Kubernetes remains our standard container orchestration platform. Recent improvements include migration to Cilium for eBPF-based networking, implementation of Crossplane for infrastructure-as-code within K8s, and adoption of Kyverno for policy enforcement. Our platform team now supports 50+ production services across all teams, with observability powered by OpenTelemetry and Dash0. We are actively consolidating AWS Lambda workloads onto the platform.
Platform Overview
We run Kubernetes on AWS EKS across three environments (dev, staging, production) with the following topology:
- Production: 3 node groups (general, compute-optimized, GPU) across 3 availability zones
- Staging: mirrors production topology at reduced scale
- Dev: single node group with spot instances for cost efficiency
Each team operates in dedicated namespaces with resource quotas and network policies enforced by Kyverno. The platform team maintains shared infrastructure (ingress, cert-manager, external-dns, monitoring stack) via Helm charts in a GitOps repository.

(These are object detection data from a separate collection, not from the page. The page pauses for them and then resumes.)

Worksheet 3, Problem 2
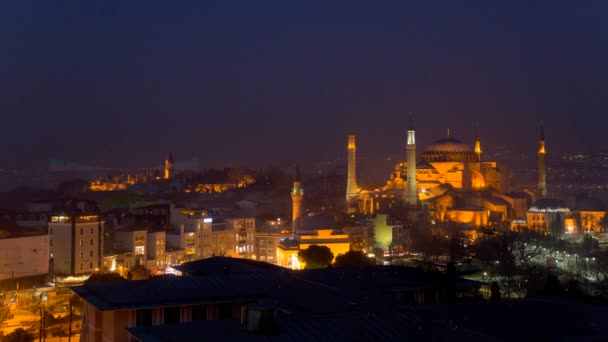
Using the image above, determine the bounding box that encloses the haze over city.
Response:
[0,1,608,169]
[0,0,608,342]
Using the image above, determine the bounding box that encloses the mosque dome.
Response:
[421,130,477,162]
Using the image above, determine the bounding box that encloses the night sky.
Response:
[0,0,608,168]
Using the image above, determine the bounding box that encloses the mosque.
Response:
[346,122,546,227]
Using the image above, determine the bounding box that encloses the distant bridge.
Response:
[48,157,201,172]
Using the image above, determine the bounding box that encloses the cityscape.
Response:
[0,1,608,342]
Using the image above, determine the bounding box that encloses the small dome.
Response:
[421,130,478,163]
[424,137,473,152]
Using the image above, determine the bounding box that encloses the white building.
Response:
[49,213,103,275]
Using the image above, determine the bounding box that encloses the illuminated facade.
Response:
[48,214,104,275]
[357,126,510,216]
[527,198,570,235]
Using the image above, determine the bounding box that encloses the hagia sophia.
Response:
[346,122,546,227]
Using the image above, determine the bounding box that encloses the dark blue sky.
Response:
[0,0,608,167]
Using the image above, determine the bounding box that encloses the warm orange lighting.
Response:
[538,141,547,154]
[348,135,355,150]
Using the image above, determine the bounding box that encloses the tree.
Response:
[298,245,334,269]
[2,328,34,342]
[334,250,372,267]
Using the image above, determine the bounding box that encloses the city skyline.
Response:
[0,2,608,168]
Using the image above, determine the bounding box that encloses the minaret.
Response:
[475,127,481,162]
[403,117,418,206]
[538,124,547,197]
[291,164,304,236]
[346,134,358,211]
[165,152,173,179]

Key Infrastructure Decisions
Networking: Cilium
We migrated from AWS VPC CNI to Cilium in Q1 2025. The primary drivers were:
- eBPF-based observability — Hubble provides network flow visibility without sidecar overhead
- Network policies at L7 — HTTP-aware policies replace our previous Istio service mesh for east-west traffic control
- Performance — eBPF dataplane reduced pod-to-pod latency by ~15% compared to iptables-based routing
Policy Enforcement: Kyverno
Kyverno replaced OPA Gatekeeper for policy enforcement:
apiVersion: kyverno.io/v1
kind: ClusterPolicy
metadata:
name: require-resource-limits
spec:
validationFailureAction: Enforce
rules:
- name: check-limits
match:
any:
- resources:
kinds: ["Pod"]
validate:
message: "CPU and memory limits are required."
pattern:
spec:
containers:
- resources:
limits:
memory: "?*"
cpu: "?*"
Our policy library enforces: resource limits, image provenance (only our ECR registries), label standards, PodDisruptionBudget presence for production workloads, and prohibition of latest tags.
GitOps: Flux
All cluster state is managed via Flux CD pointing at our infrastructure monorepo. The reconciliation loop ensures drift detection — any manual kubectl apply is automatically reverted within 5 minutes.
Scaling Strategy
| Dimension | Approach | Tool |
|---|---|---|
| Horizontal Pod | Request-based + custom metrics | KEDA |
| Vertical Pod | Right-sizing recommendations | VPA (recommend mode) |
| Cluster Nodes | Bin-packing aware | Karpenter |
| Cost | Spot instances for non-critical | Karpenter + spot interruption handling |
Karpenter replaced Cluster Autoscaler in Q2 2025, reducing node provisioning time from ~90s to ~30s and improving bin-packing efficiency by 25%.
Observability Integration
Every pod gets automatic instrumentation via OpenTelemetry Collector running as a DaemonSet:
- Metrics → Dash0 (via OTLP)
- Traces → Dash0 (via OTLP)
- Logs → Dash0 (via FluentBit → OTLP)
Kubernetes events and audit logs feed into our security monitoring pipeline for anomaly detection.
What's Next
We are evaluating Gateway API to replace our Ingress-based routing (more expressive, better multi-team support), and exploring Kubernetes VCluster for ephemeral preview environments to replace our current branch-based namespace approach.